Il induit que la sous-alimentation, la pauvreté absolue -qui concerne plus d’un milliard d’êtres humains sur 6,8 milliards-, en constante augmentation, est essentiellement la conséquence du réchauffement climatique dont on nous dit qu’il aura des répercussions catastrophiques à brève échéance. En oubliant de rappeler la responsabilité historique des pays riches.
Un bol d’air pur
Heureusement, d’une autre tribune de l’ONU, Jean Ziegler, quelques jours plus tôt, dans son rapport sur le droit à l’alimentation avait développé une approche diamétralement opposée (voir la vidéo sur :
Il a montré que la situation mondiale s’aggravait et qu’il craignait que l’objectif de réduire de moitié la pauvreté extrême d’ici 2015, décidée au sommet du Millénaire, ne soit atteint.
« 100 000 personnes meurent chaque jour de la faim ou de ses suites. Toutes les 5 secondes un enfant de moins de 10 ans meurt de la faim. 854 millions de personnes sont gravement et en permanence sous-alimentées et les chiffres vont en augmentant : 12 millions de plus entre 2006 et janvier 2007… » Le milliard est aujourd’hui dépassé.
Aucune fatalité à ce massacre
Jean Ziegler a rappelé qu’un rapport de la FAO considérait que « l’agriculture mondiale pourrait, sans problème nourrir, sur la base de 2700 calories/jour, 12 milliards de personnes (près du double de la population actuelle)…si l’ordre économique mondial était différent et tenait compte du droit à l’alimentation…il n’y a aucune fatalité à ce massacre quotidien ! »

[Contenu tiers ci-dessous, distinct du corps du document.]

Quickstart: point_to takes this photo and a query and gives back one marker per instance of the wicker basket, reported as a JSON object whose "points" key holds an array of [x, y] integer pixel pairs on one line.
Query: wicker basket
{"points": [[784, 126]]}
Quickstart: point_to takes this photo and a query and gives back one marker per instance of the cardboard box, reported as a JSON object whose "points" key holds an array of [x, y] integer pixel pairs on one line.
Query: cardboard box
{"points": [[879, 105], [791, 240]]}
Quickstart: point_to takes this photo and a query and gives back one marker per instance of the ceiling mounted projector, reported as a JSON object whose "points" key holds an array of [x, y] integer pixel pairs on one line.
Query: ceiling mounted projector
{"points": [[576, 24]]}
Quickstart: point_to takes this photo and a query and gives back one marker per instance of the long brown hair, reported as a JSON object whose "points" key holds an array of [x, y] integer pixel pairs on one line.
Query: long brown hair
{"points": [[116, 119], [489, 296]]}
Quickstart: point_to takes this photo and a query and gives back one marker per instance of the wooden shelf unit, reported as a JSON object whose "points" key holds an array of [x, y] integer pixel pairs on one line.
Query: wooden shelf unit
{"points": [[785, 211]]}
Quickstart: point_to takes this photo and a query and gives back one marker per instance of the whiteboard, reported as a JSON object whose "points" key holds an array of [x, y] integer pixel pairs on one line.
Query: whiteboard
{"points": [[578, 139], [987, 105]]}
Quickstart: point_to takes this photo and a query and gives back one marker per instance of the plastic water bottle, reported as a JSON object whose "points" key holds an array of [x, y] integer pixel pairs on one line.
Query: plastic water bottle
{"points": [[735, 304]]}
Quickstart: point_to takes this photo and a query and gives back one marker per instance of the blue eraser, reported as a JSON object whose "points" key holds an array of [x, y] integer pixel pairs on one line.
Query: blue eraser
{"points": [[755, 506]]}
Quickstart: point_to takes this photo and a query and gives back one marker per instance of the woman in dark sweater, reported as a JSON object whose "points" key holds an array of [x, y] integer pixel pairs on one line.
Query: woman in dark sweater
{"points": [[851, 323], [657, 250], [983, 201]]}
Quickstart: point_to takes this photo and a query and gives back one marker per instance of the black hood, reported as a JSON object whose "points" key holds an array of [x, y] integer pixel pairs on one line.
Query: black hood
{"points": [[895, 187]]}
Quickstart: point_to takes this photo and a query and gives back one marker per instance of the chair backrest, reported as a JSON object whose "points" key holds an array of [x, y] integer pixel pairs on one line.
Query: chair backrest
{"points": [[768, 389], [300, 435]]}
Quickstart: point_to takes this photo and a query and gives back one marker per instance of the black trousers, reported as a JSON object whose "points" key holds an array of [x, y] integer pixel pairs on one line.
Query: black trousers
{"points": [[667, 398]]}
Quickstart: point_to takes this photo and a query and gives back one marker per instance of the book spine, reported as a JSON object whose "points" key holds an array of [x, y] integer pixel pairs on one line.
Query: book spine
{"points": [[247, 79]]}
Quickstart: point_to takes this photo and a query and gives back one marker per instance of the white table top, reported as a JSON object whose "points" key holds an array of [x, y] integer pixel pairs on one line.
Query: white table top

Il en a caractérisé les causes, avec tout d’abord, l’explosion extraordinaire des prix des aliments de base qui ont augmenté de 41% entre 2005 et 2008, ce qui conduit les pays importateurs (notamment les plus pauvres) à ne pas pouvoir acheter les quantités nécessaires, « des prix responsables de l’augmentation massive des morts »
En second lieu, l’aide humanitaire à l’alimentation voit son budget réduit de 45% :
« Où ils éliminent de la liste ceux qu’on doit aider, des dizaines et des dizaines de millions de personnes, où les rations vont être réduites en dessous du minimum vital… »
D’où vient cette explosion des prix ?
« Essentiellement de la conversion de la production alimentaire en agro-carburants. Ce sont surtout les Etats-Unis et l’Union Européenne qui sont gravement coupables : l’Union Européenne qui, au nom d’une directive, veut que 10% de tous les combustibles énergétiques soient fournis par des agro-carburants dans les 27 pays, quant aux Etats-Unis, ils veulent produire 140 milliards de litres de bioéthanol d’ici 2010. C’est une violation totale du droit à l’alimentation.
Si vous faîtes le plein (50 litres) de bioéthanol, vous brûlez 352 kg de maïs. Avec 352 kg de maïs, un enfant de Zambie, du Mexique…peut vivre une année ! »
A aucun moment le rapporteur spécial de la commission des Droits de l’Homme de l’ONU ne parle de réfugiés climatiques, mais de réfugiés de la faim. Il demande un moratoire de 5 ans sur la production d’agro-carburants à base de produits alimentaires.
Evidemment, de tels propos n’ont guère été relayés par nos médias favoris : c’est qu’ils ne passent pas inaperçus, ils ont le mérite de bannir la langue de bois, ils partent du cœur et de la raison. De son expérience aussi d’une vie consacrée à plaider la cause des faibles contre les puissants.